Bolsonaro esfarrapado

opinião

Um cidadão norte-americano foi parado pela polícia. Na revista, os agentes encontraram uma arma ilegal num bolso e cocaína no outro. Ele explicou que pediu as calças emprestadas a um primo para ir a uma discoteca e não reparara que ele tinha deixado a pistola e a droga nelas.

A defesa daquele cidadão, reproduzida no site dos advogados Westendorf & Khalaf, de Virginia Beach, é considerada a mais tola da história do escritório, em particular, e do estado da Virgínia, em geral.

Mas não é insuperável: um cidadão sul-americano vem se esforçando para bater a estratégia – Jair Bolsonaro, quem mais?

Quando ainda era presidente e estava protegido pela imunidade do cargo e o servilismo das autoridades, deu-se ao luxo de considerar “natural” a aquisição de quantidades exorbitantes de comprimidos Viagra, próteses penianas e botox pelo Ministério da Defesa para distribuir pelos militares.

E de não responder porque, depois de ser informado, não denunciou o esquema de corrupção envolvendo a aquisição de uma vacina contra a covid-19.

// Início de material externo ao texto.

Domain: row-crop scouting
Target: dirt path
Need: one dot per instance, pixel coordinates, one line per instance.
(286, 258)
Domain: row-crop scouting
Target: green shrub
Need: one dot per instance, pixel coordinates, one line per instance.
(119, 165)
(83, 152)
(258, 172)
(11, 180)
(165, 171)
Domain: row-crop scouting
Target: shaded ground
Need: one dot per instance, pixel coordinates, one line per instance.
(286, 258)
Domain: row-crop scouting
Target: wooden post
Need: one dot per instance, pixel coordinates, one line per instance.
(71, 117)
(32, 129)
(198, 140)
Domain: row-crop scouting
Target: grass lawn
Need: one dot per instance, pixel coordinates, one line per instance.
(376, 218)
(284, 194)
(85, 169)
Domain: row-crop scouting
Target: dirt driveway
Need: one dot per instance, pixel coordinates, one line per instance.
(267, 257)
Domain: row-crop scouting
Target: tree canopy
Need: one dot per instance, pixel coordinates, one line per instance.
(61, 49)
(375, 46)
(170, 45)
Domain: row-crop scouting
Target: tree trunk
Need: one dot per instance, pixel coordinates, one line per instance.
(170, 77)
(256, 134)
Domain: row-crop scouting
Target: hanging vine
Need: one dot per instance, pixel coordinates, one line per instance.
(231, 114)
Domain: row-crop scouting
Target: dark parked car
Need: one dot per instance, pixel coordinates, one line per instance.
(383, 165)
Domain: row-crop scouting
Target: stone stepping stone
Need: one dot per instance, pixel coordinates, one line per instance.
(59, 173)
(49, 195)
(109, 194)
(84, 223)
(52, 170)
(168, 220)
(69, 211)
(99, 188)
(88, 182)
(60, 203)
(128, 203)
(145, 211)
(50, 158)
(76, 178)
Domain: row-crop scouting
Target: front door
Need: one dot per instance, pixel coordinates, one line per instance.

Nem porque recebeu tantas vezes no Planalto dois pastores acusados de distribuir verbas do ministério da Educação, nas mãos de um ministro-pastor, só aos municípios que lhes enchessem os bolsos de ouro.

À pergunta “porque 51 dos 108 imóveis comprados pela família Bolsonaro desde a entrada na política foram pagos com dinheiro vivo”, refugiou-se num “não é ilegal”.

Sem proteção desde 1 de janeiro, as desculpas de Bolsonaro teriam, necessariamente, de ser melhores – mas, pelo contrário, vêm surgindo cada vez mais esfarrapadas.

Por exemplo, a decisão de desviar joias de três milhões de euros, oferecidas pelo governo saudita ao estado brasileiro, para o acervo pessoal do ex-presidente pode não ter partido do próprio. “Pode ser que o seu pessoal tenha pensado “vamos fazer uma surpresa e entregar-lhe essas joias””, disse, sem se rir, Valdemar Costa Neto, presidente do partido dele, à Globonews.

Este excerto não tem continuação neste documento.